Mi psicólogo no es como el resto. La semana pasada, en nuestra última cita, tuve que ser yo la que le dispensara terapia. A veces ocurre. Al entrar en la consulta noté su cara como desencajada. Cuando le pregunté qué le ocurría, me dijo que sus niveles de  PSA   estaban muy altos y que tenía que comenzar de nuevo todo ese proceso, que los que formamos parte de ese club del que nadie quiere ser socio, ese mismo que tiene nombre de horóscopo, conocemos tan bien.  Estaba descompuesto porque pensaba que después de un año y medio de analíticas chachi, su cáncer había quedado en una mera anécdota, pero que, al parecer, ha vuelto.

 Sí, a veces la vida puede llegar a ser muy perra, pero, a veces también, si luchas por lo que quieres, te recompensa con personas que son algo más que un soporte en tu vida, gente buena en las que se palpa su implicación con la persona que tienen delante. No importa si es médico o  paciente. De eso trata un poco, en mi opinión,  ser buena persona. Del resto, ya pasé página.

Después de nuestra terapia  - a la inversa -  nos despedimos. Le dije que todo va a salir bien, y también le dejé por escrito una ristra de consejos alimentarios y de vida que le pueden ayudar a combatir el cáncer. Todo va a salir bien; se lo repetí varias veces. Y luego, como siempre, nos dimos dos besos y un abrazo. Y otro más de regalo. Mi psicólogo es, además de un buen profesional, una buena persona. No se cree Dios: me tutea, me escucha, me abraza y, a veces, por qué no, también necesita ser abrazado. Faltaría más.
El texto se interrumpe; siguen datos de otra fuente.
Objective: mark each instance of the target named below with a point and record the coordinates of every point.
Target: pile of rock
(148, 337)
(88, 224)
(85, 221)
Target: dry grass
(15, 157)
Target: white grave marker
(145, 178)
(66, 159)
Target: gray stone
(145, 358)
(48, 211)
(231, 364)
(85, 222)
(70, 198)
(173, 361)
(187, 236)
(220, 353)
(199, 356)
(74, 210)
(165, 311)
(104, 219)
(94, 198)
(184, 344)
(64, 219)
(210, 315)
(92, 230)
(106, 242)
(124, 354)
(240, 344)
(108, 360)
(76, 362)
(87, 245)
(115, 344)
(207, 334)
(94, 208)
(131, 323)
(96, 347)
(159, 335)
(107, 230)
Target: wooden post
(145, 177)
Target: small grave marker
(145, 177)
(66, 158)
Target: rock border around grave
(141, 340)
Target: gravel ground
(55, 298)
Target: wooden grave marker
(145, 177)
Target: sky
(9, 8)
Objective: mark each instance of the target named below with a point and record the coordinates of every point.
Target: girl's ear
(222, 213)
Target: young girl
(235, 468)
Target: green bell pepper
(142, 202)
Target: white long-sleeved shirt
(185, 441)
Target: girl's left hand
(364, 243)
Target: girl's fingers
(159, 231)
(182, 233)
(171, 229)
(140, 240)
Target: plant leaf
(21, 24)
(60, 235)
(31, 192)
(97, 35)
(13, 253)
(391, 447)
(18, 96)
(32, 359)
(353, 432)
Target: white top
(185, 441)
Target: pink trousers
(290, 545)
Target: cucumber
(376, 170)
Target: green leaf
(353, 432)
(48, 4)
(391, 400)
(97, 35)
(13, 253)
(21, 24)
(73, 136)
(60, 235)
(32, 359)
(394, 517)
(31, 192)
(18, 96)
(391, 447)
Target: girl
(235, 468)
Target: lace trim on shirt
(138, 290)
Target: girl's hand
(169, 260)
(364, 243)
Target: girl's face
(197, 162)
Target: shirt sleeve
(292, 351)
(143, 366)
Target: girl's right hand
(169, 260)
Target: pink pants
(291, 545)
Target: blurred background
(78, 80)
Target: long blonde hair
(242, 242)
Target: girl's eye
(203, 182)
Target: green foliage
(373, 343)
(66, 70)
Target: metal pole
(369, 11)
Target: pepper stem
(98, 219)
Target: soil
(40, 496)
Para R: Todo va a salir bien. ¡Adelante!





viernes, 12 de mayo de 2017

EL DON DE LA SENSIBILIDAD Y LA FIBROMIALGIA





Con los años es habitual percatarse de que el tiempo, el tesoro más grande que poseemos y que se cuenta por horas, días, meses o años, no es otra cosa que una medida. El tiempo es ahora; cada día es el mejor del año. El tiempo es sabiduría. Se detiene cuando aceptas lo  que te ha tocado vivir. Comprendes que las prisas, los plazos o las fechas son sólo formas de medir el tiempo. Y entonces comienzas a vivir a tu ritmo, sin prisas. Y escribes cuando puedes, no cuando quieres, pero no por eso deja de ser menos excitante. Un día de los nuestros, vale por dos mañanas.
El artículo con el que continuo, tras una larga ausencia, en mi blog "El diario de Amanda Flores", se publicó hace un año en el periódico digital La Voz del Sur. Quiero recuperarlo por aquí para continuar aportando mi granito de arena en esta causa, para muchos, invisible, y para sus protagonistas, todo un reto de vida.



  EL DON DE LA SENSIBILIDAD Y LA FIBROMIALGIA


 Lacitos aparte,  el 12 de mayo se celebra el Día Mundial de la Fibromialgia y del Síndrome de Fatiga Crónica. Ambos se han convertido en un filón para experimentar con cobayas humanas y, sobre todo, para que un montón de gente se haga rica con el lanzamiento de todo tipo de fármacos y terapias que prometen ser la panacea para quienes han sido “agraciados” con padecer esta incalificable y extraña enfermedad.
No voy a aburrir al personal con un panegírico sobre la Fibromialgia, ni a contar mi vida en tres tomos: si algo sobran  hoy  en día son sitios donde informarse. O desinformarse –  según se mire  –. Tampoco voy a desperdiciar la oportunidad de expresar mi opinión al respecto.

Lo que lleva a pensar en el suicidio cuando tienes Fibromialgia y SDFC, no es el dolor, ni los síntomas, ni tampoco tener que estar justificándote constantemente porque tu aspecto te delata y nadie puede llegar a imaginar lo que ocurre bajo la corteza de tu piel. Lo que te hace sobrar en el mundo cuando la padeces, es la incomprensión social. La mayoría de la sociedad etiqueta erróneamente a todos los portadores de FM con el mismo rasero. Si un simple resfriado, un dolor de cabeza o un orgasmo, tienen diferentes grados en quienes lo padecen (o lo gozan), la Fibromialgia y el SDFC  tampoco afectan por igual a todo el mundo. Por mucho que el listillo de turno se empeñe. Además, está el hecho de que son enfermedades desconocidas socialmente, por lo que son menospreciadas, e incluso negadas por el entorno próximo: familia, laboral y médico. Todo ello no hace sino desubicar, todavía más, a una persona que de por sí está totalmente desconcertada tratando de encontrar una explicación a lo que le ocurre.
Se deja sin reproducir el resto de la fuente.